Public child and youth development: an important, but often overlooked educational player
Representative Forsa survey and qualitative expert interviews commissioned by Deutsche Telekom Stiftung on the educational contributions of public youth development programs
Public child and youth development services play a crucial role in educating many young people in Germany, particularly those who struggle in school. However, these institutions' contributions remain overlooked and underappreciated. That's the conclusion reached in a representative survey of public child and youth development services and schools that Forsa, an opinion polling firm, conducted for Deutsche Telekom Stiftung.
The survey asked 300 representatives of public child and youth development services about their work and activities and how they think the public perceives their contributions. In addition, Forsa explored the formal education sector's view of child and youth development services by conducting six qualitative interviews with school representatives.
"From games to sports, crafts to tinkering all the way to tutoring, child and youth development programs often provide a valuable educational pathway, especially for kids who struggle at school," said Prof. Dr. Wolfgang Schuster, Chairman of the Executive Board of Deutsche Telekom Stiftung. "If you want more equal opportunities, public child and youth development is a good place to start - and a good thing to support financially and conceptually."
Most institutions involved in public child and youth development provide educational services within the strict sense of the word. For example, 73 percent of respondents say they help kids prepare presentations for school; 64 percent offer interview training; 61 percent provide career counseling.
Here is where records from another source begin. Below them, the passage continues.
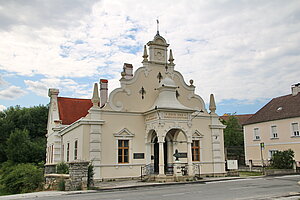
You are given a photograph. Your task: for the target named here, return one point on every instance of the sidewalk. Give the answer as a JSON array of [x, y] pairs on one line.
[[117, 185], [109, 186]]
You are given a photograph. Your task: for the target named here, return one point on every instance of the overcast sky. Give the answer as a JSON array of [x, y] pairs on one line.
[[245, 52]]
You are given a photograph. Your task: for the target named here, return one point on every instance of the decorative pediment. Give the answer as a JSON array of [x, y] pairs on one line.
[[124, 133], [197, 134]]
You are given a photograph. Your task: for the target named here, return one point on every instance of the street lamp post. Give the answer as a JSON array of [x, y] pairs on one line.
[[262, 146]]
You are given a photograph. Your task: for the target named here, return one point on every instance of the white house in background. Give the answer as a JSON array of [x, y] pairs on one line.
[[276, 125], [142, 123]]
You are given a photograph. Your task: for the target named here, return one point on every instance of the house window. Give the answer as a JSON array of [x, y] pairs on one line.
[[295, 131], [123, 151], [271, 153], [68, 152], [196, 150], [75, 149], [256, 134], [274, 133], [63, 152]]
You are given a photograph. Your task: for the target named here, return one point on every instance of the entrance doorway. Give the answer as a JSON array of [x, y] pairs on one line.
[[156, 156]]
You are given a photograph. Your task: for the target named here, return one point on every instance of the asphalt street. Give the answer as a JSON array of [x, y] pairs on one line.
[[241, 189]]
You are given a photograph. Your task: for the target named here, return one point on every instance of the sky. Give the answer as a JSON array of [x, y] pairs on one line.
[[244, 52]]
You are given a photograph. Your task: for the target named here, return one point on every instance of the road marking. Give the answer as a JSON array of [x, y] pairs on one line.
[[245, 187], [287, 176], [173, 194]]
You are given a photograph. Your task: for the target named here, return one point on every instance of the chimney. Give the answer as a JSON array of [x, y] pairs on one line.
[[128, 69], [53, 92], [103, 92], [295, 89]]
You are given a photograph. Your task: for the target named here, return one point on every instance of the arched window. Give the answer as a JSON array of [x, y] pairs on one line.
[[75, 149]]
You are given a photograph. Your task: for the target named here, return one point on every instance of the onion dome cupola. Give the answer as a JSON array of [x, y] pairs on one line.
[[167, 96], [158, 48]]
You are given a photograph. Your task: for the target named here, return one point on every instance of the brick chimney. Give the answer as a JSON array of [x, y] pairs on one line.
[[103, 92], [295, 89], [128, 69]]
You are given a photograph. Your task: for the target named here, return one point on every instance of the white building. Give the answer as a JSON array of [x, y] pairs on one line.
[[276, 126], [142, 123]]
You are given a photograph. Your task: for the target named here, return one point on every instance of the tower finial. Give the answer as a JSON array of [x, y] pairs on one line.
[[212, 104], [95, 99], [171, 59], [157, 22], [145, 56]]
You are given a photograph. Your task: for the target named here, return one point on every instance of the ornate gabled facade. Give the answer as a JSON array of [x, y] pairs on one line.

However, the core competences of public child and youth development - nurturing personal abilities and social skills - also help many young people succeed in school and society at large. 93 percent of the respondents agreed strongly with the statement that they supported children and teenagers in their personal development, while 90 percent were completely convinced that the children and teenagers enrolled in their programs learned teamwork, communication and conflict resolution skills.
The interviewed school representatives agreed wholeheartedly. They named personal development, confidence building and the acquisition of social, communication and everyday skills as key strengths of public child and youth development services. They stressed that these institutions compensate for deficiencies and thus positively impact how young people learn and behave in school.